Malarky Monday
Monday, February 8th, 2010Malarky Monday is upon us with the speed of a wounded duck.
I no sooner seem to do one of these than it’s time to do another!
Having said that, we can never laugh too much so perhaps the quicker it gets here the better do you think?
**thinking hard on that one**
Bugger it, it’s Monday, and a person can only handle the odd deep philosophical question on the first day of the work week, and it’s all too much for me, so we shall move to the gut busting giggles for this week, 2 of which are jokes for you pass along and share with your nearest and dearest, with the last one being the obligatory man with pussy cos guy’s just love them!.

Once you’re done here, don’t forget to visit my fellow malarkiers in Mark, Michael and DILLIGAF.
They’re sure to serve up some rippers!
The priest in a small Irish village loved his rooster and ten hens he kept in the hen house behind the church.
One Sunday morning, before mass, he went to feed the birds and discovered that the cock
was missing.
He knew about cock fights in the village, so he questioned his parishioners in church.
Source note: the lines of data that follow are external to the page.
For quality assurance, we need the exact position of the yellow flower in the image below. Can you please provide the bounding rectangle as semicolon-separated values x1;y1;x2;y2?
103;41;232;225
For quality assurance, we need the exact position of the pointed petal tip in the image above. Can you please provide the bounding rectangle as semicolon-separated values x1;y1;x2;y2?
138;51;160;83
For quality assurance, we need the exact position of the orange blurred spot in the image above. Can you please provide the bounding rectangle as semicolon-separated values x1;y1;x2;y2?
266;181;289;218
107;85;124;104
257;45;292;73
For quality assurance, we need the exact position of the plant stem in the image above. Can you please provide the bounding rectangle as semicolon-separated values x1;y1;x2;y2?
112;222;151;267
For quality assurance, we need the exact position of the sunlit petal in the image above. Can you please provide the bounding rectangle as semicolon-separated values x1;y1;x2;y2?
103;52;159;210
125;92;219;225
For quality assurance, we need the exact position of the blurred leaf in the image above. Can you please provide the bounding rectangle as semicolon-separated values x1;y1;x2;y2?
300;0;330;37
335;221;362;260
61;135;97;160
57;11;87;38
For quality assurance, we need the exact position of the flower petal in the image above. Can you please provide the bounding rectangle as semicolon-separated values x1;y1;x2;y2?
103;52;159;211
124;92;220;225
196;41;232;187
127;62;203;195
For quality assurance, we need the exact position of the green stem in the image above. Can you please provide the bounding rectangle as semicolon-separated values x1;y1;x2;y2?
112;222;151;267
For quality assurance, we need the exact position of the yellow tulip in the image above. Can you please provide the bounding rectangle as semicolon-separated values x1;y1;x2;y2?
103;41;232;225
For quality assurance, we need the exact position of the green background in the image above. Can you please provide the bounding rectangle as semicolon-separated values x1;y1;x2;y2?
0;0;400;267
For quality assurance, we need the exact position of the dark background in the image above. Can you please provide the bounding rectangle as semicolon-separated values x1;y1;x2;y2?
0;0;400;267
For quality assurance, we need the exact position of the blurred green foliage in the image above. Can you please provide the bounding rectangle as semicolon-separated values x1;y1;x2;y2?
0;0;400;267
During mass, he asked the congregation, ‘Has anybody got a cock?’
All the men stood up.
‘No, no,’ he said, ‘that wasn’t what I meant. Has anybody seen a cock?’
All the women stood up.
‘No, no,’ he said, ‘that wasn’t what I meant. Has anybody seen a cock that doesn’t belong to them?’
Half the women stood up.
‘No, no,’ he said, ‘that wasn’t what I meant. Has anybody seen MY cock?’
Sixteen altar boys, two priests and a goat stood up.
Paddy was walking along the street in Dublin when he rounds a corner and there’s a high rise building on fire.
Being the kind-hearted Irishman, he runs up to the building to see if he can help and notices people trapped 5 stories up.
Paddy yells to the people ‘I’m Patrick Sean Michael Fitzpatrick’, the Irish Rugby Union fullback, if you jump I’ll catch you.’
One lady, in desperation, jumps and sure enough Paddy catches her.
Then a man sees that Paddy catches the women and jumps.
Sure enough Paddy catches him safely.
Then a black man jumps out and falls to the ground, Paddy didn’t even attempt to catch him. Paddy looked up and yelled.
“Don’t throw out the fooken’ burnt ones!”